Counterfactual statements by definition cannot be true, and all attempts to solve this problem in the realm of logic have failed. And yet, counterfactuals, seen as considerations on any alternative developments potentially (or indeed unavoidably) resulting in alternative consequences, seem indispensable from our investigations on the causal relations. This refers to the past, but also to the future, when, technically speaking, alternatives cease to be counterfactuals in the strict sense of the term. The border between then, however, is blurred, except for the fact that we know (if we do know) what did happen, and we are much less sure about what will happen. Counterfactuals also seem to be an indispensable by-product of any social theory; or are they, perhaps a constitutive element of any such a theory? Finally, counterfactuals, openly formulated or silently assumed, accompany all moral judgements, because morality makes no sense without the idea of choice. And morality or, if you like, ideology, lies behind most fields of interest of the social sciences. So, apparently, we cannot live without counterfactuals, and yet we are hardly capable of justifying, or simply explaining their uses, and indeed the need to employ them.

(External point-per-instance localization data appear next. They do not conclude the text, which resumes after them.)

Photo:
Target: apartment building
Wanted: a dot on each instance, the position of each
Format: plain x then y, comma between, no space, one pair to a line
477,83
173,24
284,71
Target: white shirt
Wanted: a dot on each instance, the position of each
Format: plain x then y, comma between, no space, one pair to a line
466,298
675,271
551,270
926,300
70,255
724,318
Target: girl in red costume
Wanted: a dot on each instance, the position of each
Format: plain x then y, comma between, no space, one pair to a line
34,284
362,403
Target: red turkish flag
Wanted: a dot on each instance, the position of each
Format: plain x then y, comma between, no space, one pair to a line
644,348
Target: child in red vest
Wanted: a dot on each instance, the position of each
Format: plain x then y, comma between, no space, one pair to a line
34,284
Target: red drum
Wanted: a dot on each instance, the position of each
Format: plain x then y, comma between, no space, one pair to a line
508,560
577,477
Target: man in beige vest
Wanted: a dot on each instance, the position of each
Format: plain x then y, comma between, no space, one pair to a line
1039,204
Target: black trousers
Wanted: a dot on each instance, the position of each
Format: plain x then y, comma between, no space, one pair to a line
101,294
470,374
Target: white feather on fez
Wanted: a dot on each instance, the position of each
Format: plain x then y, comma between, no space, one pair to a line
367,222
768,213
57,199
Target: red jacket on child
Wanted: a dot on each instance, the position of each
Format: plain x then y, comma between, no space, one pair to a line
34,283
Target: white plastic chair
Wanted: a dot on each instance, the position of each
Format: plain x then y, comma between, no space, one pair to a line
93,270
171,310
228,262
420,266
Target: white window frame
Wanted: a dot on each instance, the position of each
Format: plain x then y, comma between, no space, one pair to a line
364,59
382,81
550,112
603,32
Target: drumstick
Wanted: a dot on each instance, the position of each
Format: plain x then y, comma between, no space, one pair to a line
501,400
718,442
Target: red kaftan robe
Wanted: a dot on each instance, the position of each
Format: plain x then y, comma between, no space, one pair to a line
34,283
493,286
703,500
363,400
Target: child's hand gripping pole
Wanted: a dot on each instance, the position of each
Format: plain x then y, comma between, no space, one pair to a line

The problems addressed in this presentation are: (1) What is actually the difference between openly formulated counterfactuals, and those that simply arise from our considerations on causality as their by-products (which we ‘keep in mind’)? Are all investigations on alternative developments eventually counterfactual? (2) Most theoreticians of counterfactuals attempted to establish a criterion for differentiating between the ‘appropriate’ and ‘purposeful’ counterfactuals, and those that are merely ‘parlor games’. Is this possible? (3) Is their alleged plausibility such a criterion? (4) What role do they play in the narrative strategies of historians and political scientists, or in what situations are they most frequently employed? (5) What is the difference – or connection – between counterfactuals and comparisons (particularly the spatial ones)?